Impact of lower realisations and higher input costs

Grasim Industries reported an 8 per cent dip in net profit for the fourth quarter ended March 31, 2012, at Rs.809 crore (Rs.879 crore). In a statement, the company attributed the dip in profit to lower realisations and higher input costs, mainly caustic soda and coal.

During the quarter, sales volumes of viscose staple fibre (VSF), its main product, grew 11 per cent led by higher exports, despite slowdown in the eurozone and new capacities in China. However, prices of VSF and other competing fibres were at their peak a year ago and VSF realisation for the quarter was down 16 per cent, the statement said. Cement sales volumes grew 9 per cent at 12.06 million tonnes.

Net sales were up 13 per cent at Rs.7,205 crore (Rs.6,398 crore). The operating profit was Rs.1,883 crore (Rs.1,480 crore) during the quarter.

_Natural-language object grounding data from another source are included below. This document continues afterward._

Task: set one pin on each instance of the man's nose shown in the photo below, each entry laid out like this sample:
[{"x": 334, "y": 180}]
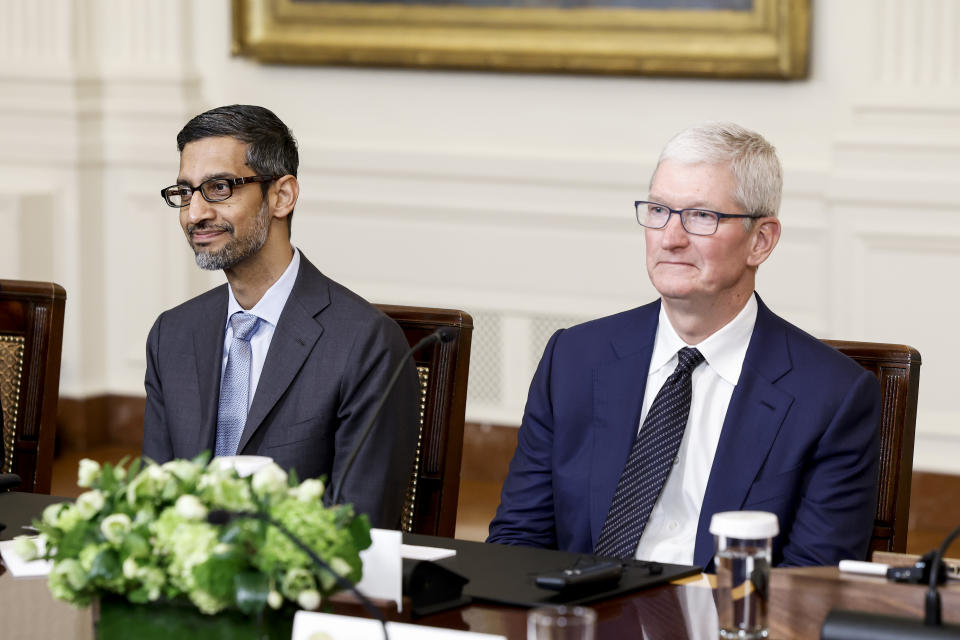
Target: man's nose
[
  {"x": 674, "y": 235},
  {"x": 199, "y": 209}
]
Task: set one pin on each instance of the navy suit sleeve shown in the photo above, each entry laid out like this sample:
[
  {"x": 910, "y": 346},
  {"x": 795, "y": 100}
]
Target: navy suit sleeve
[
  {"x": 526, "y": 512},
  {"x": 377, "y": 482},
  {"x": 156, "y": 437},
  {"x": 835, "y": 513}
]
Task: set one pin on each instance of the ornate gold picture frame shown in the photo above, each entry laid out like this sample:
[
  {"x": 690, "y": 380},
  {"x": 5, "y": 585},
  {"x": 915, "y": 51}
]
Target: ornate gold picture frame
[{"x": 768, "y": 40}]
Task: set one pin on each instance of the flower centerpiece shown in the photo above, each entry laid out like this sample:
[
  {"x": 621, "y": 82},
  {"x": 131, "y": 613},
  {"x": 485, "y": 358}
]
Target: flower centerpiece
[{"x": 143, "y": 534}]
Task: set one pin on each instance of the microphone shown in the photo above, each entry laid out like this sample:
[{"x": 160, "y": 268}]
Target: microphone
[
  {"x": 852, "y": 625},
  {"x": 9, "y": 481},
  {"x": 222, "y": 516},
  {"x": 440, "y": 336}
]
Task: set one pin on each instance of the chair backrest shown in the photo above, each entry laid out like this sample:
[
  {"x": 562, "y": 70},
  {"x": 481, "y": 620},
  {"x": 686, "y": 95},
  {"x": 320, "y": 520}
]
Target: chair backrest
[
  {"x": 430, "y": 506},
  {"x": 31, "y": 335},
  {"x": 898, "y": 368}
]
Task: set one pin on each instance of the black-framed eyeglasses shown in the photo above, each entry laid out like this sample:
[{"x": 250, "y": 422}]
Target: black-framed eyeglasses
[
  {"x": 212, "y": 190},
  {"x": 699, "y": 222}
]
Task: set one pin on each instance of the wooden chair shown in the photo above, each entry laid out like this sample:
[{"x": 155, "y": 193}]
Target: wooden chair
[
  {"x": 430, "y": 506},
  {"x": 898, "y": 368},
  {"x": 31, "y": 335}
]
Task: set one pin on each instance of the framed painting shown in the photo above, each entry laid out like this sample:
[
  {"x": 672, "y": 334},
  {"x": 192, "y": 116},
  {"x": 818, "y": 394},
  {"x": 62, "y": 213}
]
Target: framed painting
[{"x": 715, "y": 38}]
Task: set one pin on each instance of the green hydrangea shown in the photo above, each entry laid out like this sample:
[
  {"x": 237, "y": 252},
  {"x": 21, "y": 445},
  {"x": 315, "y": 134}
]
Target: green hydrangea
[{"x": 141, "y": 531}]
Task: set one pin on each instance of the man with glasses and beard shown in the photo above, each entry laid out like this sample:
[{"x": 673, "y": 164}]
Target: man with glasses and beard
[
  {"x": 280, "y": 361},
  {"x": 641, "y": 425}
]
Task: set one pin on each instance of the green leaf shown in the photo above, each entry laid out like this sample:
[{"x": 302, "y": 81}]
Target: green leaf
[
  {"x": 106, "y": 566},
  {"x": 135, "y": 546},
  {"x": 252, "y": 589}
]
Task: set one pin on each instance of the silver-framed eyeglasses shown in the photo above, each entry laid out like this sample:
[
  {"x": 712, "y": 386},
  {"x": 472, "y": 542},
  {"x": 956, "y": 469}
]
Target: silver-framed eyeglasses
[
  {"x": 212, "y": 190},
  {"x": 699, "y": 222}
]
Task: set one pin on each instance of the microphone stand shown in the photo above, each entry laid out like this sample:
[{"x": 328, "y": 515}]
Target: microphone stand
[
  {"x": 222, "y": 516},
  {"x": 932, "y": 610},
  {"x": 440, "y": 336}
]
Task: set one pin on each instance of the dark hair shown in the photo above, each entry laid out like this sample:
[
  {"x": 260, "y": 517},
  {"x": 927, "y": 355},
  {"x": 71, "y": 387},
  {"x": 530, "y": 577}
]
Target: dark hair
[{"x": 272, "y": 149}]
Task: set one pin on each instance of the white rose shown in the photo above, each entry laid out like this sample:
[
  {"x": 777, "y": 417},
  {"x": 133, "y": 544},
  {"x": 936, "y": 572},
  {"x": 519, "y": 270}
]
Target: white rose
[
  {"x": 88, "y": 472},
  {"x": 130, "y": 568},
  {"x": 270, "y": 479},
  {"x": 190, "y": 508},
  {"x": 309, "y": 599},
  {"x": 310, "y": 490},
  {"x": 115, "y": 526},
  {"x": 26, "y": 548},
  {"x": 89, "y": 504}
]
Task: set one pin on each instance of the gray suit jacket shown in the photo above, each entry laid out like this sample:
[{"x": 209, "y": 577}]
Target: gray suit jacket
[{"x": 328, "y": 364}]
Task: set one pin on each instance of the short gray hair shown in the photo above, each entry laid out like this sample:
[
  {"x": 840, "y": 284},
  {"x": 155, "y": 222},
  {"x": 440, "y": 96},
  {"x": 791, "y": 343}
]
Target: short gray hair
[{"x": 753, "y": 160}]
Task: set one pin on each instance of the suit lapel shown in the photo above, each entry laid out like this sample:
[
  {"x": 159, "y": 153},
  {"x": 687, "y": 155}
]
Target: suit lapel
[
  {"x": 294, "y": 338},
  {"x": 618, "y": 389},
  {"x": 208, "y": 351},
  {"x": 756, "y": 412}
]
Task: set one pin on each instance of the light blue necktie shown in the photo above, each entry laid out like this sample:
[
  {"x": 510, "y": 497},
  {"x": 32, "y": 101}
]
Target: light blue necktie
[{"x": 235, "y": 386}]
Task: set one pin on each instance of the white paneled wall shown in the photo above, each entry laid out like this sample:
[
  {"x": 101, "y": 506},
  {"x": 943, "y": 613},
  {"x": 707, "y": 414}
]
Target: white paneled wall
[{"x": 507, "y": 195}]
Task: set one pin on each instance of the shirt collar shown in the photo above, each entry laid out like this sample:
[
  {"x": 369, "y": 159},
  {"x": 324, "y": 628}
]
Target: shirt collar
[
  {"x": 270, "y": 306},
  {"x": 723, "y": 351}
]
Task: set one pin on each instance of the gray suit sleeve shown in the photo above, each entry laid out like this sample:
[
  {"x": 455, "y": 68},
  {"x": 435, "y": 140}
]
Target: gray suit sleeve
[
  {"x": 377, "y": 482},
  {"x": 156, "y": 437}
]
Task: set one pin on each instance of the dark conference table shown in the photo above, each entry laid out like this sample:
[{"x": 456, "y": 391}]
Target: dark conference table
[{"x": 800, "y": 599}]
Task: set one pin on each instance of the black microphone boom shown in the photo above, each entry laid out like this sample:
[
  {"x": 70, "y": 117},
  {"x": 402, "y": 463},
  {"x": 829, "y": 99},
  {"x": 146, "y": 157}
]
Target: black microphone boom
[
  {"x": 222, "y": 516},
  {"x": 855, "y": 625},
  {"x": 440, "y": 336}
]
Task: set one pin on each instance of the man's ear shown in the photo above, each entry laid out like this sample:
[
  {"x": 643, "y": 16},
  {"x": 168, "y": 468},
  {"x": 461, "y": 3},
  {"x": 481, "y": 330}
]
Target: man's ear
[
  {"x": 283, "y": 196},
  {"x": 764, "y": 237}
]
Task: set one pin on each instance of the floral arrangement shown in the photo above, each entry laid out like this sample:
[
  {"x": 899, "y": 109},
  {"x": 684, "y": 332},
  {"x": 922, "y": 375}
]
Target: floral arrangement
[{"x": 142, "y": 533}]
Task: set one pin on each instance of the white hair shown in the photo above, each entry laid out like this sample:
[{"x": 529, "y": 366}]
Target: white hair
[{"x": 753, "y": 161}]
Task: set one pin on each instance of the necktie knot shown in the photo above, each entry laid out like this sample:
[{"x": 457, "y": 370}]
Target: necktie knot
[
  {"x": 244, "y": 325},
  {"x": 689, "y": 358}
]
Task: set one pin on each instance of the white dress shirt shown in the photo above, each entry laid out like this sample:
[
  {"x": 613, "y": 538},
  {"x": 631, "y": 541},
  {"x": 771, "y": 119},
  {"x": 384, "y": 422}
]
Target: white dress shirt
[
  {"x": 671, "y": 531},
  {"x": 268, "y": 309}
]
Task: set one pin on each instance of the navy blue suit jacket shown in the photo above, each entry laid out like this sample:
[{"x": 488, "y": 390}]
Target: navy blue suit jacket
[
  {"x": 329, "y": 361},
  {"x": 800, "y": 439}
]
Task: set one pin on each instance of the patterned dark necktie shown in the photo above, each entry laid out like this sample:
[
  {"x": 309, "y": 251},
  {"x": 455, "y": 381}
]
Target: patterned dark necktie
[
  {"x": 235, "y": 386},
  {"x": 651, "y": 458}
]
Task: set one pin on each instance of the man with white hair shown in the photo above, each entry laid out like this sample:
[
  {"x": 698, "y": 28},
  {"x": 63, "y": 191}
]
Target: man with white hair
[{"x": 641, "y": 425}]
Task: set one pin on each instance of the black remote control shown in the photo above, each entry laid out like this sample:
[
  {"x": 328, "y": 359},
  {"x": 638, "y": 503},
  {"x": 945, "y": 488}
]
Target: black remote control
[{"x": 579, "y": 576}]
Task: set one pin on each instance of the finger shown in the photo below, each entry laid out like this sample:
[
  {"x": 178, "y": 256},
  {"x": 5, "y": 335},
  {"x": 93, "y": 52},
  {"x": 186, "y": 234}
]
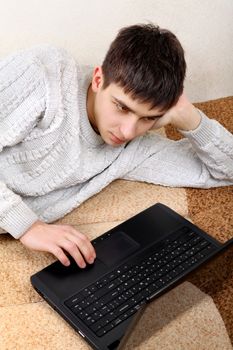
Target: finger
[
  {"x": 84, "y": 245},
  {"x": 73, "y": 249},
  {"x": 60, "y": 255}
]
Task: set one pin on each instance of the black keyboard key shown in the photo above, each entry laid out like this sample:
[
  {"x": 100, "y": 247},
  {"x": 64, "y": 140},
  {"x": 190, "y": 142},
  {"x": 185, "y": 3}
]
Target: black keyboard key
[{"x": 118, "y": 295}]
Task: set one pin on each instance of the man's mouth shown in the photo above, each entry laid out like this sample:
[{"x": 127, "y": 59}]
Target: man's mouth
[{"x": 116, "y": 139}]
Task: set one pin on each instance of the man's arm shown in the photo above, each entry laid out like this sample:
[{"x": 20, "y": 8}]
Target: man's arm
[{"x": 22, "y": 100}]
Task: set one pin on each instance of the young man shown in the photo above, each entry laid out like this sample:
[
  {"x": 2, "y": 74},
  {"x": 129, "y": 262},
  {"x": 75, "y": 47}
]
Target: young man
[{"x": 66, "y": 133}]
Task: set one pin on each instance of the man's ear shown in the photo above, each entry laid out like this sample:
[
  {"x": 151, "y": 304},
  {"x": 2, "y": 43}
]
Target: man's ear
[{"x": 97, "y": 79}]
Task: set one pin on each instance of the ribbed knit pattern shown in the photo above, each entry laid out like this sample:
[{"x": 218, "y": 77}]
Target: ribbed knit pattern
[{"x": 51, "y": 159}]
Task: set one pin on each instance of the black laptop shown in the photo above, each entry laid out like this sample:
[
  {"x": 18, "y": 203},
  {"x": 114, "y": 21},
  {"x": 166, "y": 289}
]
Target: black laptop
[{"x": 137, "y": 261}]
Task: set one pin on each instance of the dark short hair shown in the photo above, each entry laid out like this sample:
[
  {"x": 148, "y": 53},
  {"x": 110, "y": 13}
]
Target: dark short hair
[{"x": 148, "y": 63}]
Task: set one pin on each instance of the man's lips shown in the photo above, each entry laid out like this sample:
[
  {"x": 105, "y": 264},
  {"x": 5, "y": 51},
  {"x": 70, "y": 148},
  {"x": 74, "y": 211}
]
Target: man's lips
[{"x": 115, "y": 139}]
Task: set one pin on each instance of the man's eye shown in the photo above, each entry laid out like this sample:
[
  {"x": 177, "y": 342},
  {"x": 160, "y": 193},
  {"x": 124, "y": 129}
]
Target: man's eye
[{"x": 121, "y": 108}]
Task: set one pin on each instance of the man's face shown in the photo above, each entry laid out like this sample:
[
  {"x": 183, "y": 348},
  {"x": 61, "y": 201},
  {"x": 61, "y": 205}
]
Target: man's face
[{"x": 115, "y": 115}]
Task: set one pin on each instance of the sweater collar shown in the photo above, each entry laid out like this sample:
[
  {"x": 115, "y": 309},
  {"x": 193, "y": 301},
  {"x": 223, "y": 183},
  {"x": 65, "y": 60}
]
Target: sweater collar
[{"x": 88, "y": 133}]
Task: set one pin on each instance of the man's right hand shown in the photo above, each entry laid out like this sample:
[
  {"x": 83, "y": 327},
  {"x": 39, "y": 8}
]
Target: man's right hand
[{"x": 59, "y": 239}]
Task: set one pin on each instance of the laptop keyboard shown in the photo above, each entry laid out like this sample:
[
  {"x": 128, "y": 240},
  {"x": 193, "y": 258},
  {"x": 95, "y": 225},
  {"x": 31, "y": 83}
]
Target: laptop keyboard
[{"x": 119, "y": 294}]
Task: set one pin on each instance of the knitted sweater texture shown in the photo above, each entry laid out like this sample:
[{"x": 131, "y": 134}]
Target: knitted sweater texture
[{"x": 51, "y": 160}]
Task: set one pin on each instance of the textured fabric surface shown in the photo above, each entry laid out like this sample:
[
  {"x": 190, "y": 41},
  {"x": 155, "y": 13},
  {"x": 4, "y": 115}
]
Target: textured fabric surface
[
  {"x": 212, "y": 210},
  {"x": 51, "y": 160}
]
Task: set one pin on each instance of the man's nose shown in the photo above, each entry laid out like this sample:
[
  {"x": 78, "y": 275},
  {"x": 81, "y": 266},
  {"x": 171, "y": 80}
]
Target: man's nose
[{"x": 128, "y": 130}]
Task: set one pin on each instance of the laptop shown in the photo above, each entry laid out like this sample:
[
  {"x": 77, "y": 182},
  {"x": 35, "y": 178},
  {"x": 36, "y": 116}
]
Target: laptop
[{"x": 137, "y": 261}]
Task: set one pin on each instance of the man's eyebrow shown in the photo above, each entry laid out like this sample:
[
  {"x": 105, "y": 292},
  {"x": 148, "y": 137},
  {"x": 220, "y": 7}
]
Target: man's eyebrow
[
  {"x": 131, "y": 110},
  {"x": 123, "y": 104}
]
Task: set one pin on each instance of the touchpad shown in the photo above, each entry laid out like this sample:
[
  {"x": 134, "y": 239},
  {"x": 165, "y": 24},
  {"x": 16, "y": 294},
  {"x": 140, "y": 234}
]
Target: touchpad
[{"x": 116, "y": 247}]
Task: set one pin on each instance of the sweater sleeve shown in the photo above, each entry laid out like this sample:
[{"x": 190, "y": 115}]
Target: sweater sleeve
[
  {"x": 15, "y": 216},
  {"x": 204, "y": 158},
  {"x": 22, "y": 100}
]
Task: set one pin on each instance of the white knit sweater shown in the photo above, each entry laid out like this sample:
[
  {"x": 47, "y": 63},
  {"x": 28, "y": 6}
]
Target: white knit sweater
[{"x": 51, "y": 160}]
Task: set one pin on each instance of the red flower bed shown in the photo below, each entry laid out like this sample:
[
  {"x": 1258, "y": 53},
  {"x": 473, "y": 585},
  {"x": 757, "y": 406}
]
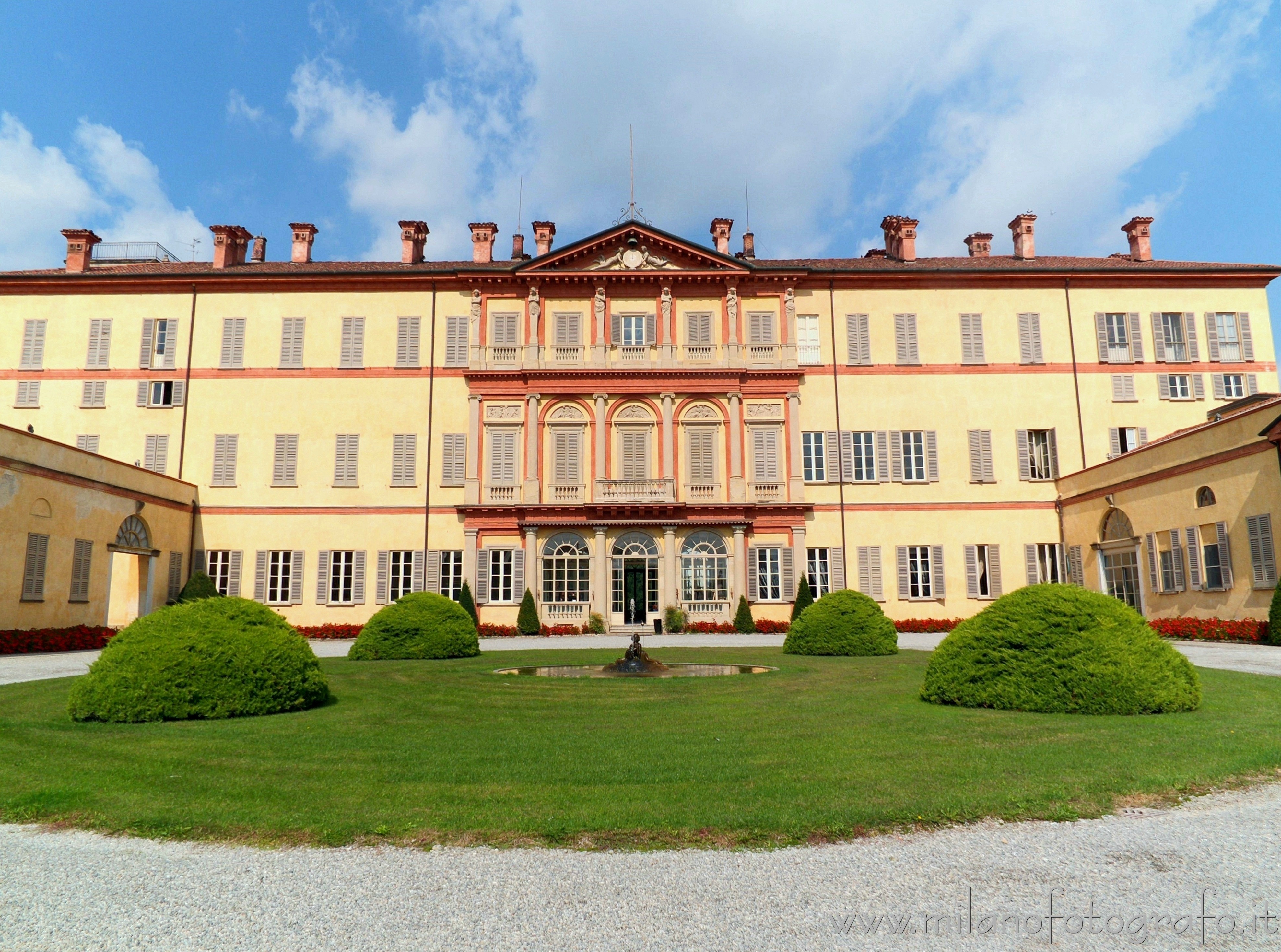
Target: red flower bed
[
  {"x": 927, "y": 625},
  {"x": 1211, "y": 629},
  {"x": 330, "y": 631},
  {"x": 36, "y": 640}
]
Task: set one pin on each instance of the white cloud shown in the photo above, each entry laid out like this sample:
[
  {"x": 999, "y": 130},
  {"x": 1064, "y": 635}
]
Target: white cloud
[{"x": 958, "y": 114}]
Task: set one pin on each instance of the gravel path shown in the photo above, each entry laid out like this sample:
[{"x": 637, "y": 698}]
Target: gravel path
[{"x": 79, "y": 891}]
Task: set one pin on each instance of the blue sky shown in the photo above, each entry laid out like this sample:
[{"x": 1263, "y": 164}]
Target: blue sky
[{"x": 153, "y": 121}]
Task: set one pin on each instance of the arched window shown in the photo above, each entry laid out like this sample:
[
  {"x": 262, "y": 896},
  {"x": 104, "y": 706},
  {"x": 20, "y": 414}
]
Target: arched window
[
  {"x": 567, "y": 570},
  {"x": 1116, "y": 526},
  {"x": 704, "y": 570},
  {"x": 134, "y": 535}
]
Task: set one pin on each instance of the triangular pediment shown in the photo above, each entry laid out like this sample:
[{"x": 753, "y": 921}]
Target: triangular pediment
[{"x": 633, "y": 248}]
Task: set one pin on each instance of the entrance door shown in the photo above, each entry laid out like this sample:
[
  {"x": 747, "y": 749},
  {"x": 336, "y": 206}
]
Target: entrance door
[{"x": 635, "y": 591}]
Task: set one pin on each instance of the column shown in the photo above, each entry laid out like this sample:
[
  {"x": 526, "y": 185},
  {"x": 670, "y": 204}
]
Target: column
[
  {"x": 740, "y": 568},
  {"x": 532, "y": 435},
  {"x": 669, "y": 444},
  {"x": 472, "y": 491},
  {"x": 601, "y": 586},
  {"x": 670, "y": 589},
  {"x": 737, "y": 488},
  {"x": 796, "y": 472}
]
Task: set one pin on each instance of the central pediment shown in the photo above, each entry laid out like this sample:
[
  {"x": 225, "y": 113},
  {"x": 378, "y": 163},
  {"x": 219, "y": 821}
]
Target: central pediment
[{"x": 635, "y": 248}]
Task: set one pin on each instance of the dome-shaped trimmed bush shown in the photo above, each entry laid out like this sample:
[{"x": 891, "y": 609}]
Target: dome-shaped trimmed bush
[
  {"x": 842, "y": 623},
  {"x": 213, "y": 658},
  {"x": 422, "y": 625},
  {"x": 1064, "y": 650}
]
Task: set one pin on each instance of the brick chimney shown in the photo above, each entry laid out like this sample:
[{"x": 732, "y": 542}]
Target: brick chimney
[
  {"x": 721, "y": 234},
  {"x": 900, "y": 238},
  {"x": 979, "y": 244},
  {"x": 413, "y": 239},
  {"x": 1139, "y": 231},
  {"x": 80, "y": 248},
  {"x": 304, "y": 235},
  {"x": 1025, "y": 236},
  {"x": 544, "y": 235},
  {"x": 482, "y": 241}
]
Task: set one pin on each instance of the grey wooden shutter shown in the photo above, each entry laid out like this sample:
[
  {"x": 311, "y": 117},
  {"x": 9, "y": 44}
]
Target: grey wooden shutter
[
  {"x": 1158, "y": 337},
  {"x": 1191, "y": 336},
  {"x": 1193, "y": 558},
  {"x": 938, "y": 583},
  {"x": 323, "y": 578},
  {"x": 837, "y": 568},
  {"x": 261, "y": 577},
  {"x": 1211, "y": 336}
]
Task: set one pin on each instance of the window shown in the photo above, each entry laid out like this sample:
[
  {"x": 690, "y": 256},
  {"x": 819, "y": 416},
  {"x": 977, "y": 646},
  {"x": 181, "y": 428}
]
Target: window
[
  {"x": 232, "y": 357},
  {"x": 347, "y": 457},
  {"x": 501, "y": 564},
  {"x": 34, "y": 570},
  {"x": 94, "y": 394},
  {"x": 156, "y": 455},
  {"x": 406, "y": 341},
  {"x": 1038, "y": 454},
  {"x": 285, "y": 464},
  {"x": 99, "y": 355},
  {"x": 452, "y": 573},
  {"x": 32, "y": 345},
  {"x": 704, "y": 570},
  {"x": 29, "y": 395},
  {"x": 814, "y": 458},
  {"x": 454, "y": 463},
  {"x": 225, "y": 459},
  {"x": 456, "y": 341},
  {"x": 818, "y": 572},
  {"x": 769, "y": 574},
  {"x": 905, "y": 340},
  {"x": 567, "y": 570},
  {"x": 404, "y": 459},
  {"x": 82, "y": 557},
  {"x": 809, "y": 350},
  {"x": 291, "y": 343},
  {"x": 971, "y": 339},
  {"x": 983, "y": 572}
]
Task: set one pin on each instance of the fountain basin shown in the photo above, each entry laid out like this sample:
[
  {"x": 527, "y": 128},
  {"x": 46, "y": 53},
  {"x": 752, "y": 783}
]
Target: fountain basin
[{"x": 672, "y": 671}]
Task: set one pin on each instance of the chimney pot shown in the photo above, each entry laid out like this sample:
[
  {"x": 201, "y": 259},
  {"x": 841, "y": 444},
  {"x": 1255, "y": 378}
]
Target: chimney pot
[
  {"x": 1024, "y": 234},
  {"x": 979, "y": 244},
  {"x": 721, "y": 234},
  {"x": 900, "y": 238},
  {"x": 304, "y": 234},
  {"x": 1139, "y": 231},
  {"x": 482, "y": 241},
  {"x": 80, "y": 248},
  {"x": 413, "y": 240},
  {"x": 544, "y": 235}
]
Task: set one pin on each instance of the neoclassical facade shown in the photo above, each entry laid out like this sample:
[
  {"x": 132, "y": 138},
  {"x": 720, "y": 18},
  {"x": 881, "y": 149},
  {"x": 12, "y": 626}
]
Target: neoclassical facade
[{"x": 632, "y": 421}]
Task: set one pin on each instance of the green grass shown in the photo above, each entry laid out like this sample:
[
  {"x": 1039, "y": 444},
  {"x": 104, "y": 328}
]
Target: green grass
[{"x": 444, "y": 751}]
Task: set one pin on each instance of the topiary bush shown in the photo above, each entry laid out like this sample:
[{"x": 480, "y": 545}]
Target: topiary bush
[
  {"x": 213, "y": 658},
  {"x": 422, "y": 625},
  {"x": 198, "y": 587},
  {"x": 1064, "y": 650},
  {"x": 842, "y": 623}
]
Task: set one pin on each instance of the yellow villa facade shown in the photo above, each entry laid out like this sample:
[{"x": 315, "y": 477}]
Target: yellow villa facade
[{"x": 629, "y": 422}]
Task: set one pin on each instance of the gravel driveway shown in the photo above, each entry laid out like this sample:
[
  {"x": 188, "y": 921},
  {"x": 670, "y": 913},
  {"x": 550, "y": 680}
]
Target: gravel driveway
[{"x": 79, "y": 891}]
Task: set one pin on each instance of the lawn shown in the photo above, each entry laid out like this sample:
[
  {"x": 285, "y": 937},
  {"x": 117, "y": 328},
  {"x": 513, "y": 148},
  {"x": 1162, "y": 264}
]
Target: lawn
[{"x": 445, "y": 751}]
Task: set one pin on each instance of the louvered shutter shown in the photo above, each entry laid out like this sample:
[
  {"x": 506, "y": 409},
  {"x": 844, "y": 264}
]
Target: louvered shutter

The directors have recommended a dividend of Rs.22.5 per share (Rs.20) for the year 2011-12 when its net profit grew16 per cent to Rs.2,647 crore (Rs.2,279 crore). Revenue was up 17 per cent at Rs.25,244 crore (Rs.21,550 crore).

The operating profit increased by 17 per cent to Rs.6,320 crore (Rs.5,395 crore).


The company is raising VSF and cement capacities by 50 per cent and 20 per cent, respectively by 2014 which will translate into an additional 1.56 lakh tonnes of VSF and 10.2 million tonnes of cement capacity. In its outlook for VSF, the statement said, stability in the eurozone and macro-economic policies would influence demand. In its outlook for cement, it said, despite 8 per cent projected growth in demand, the surplus scenario was likely to continue for three years. In the present context, rising energy costs posed a challenge to both the businesses.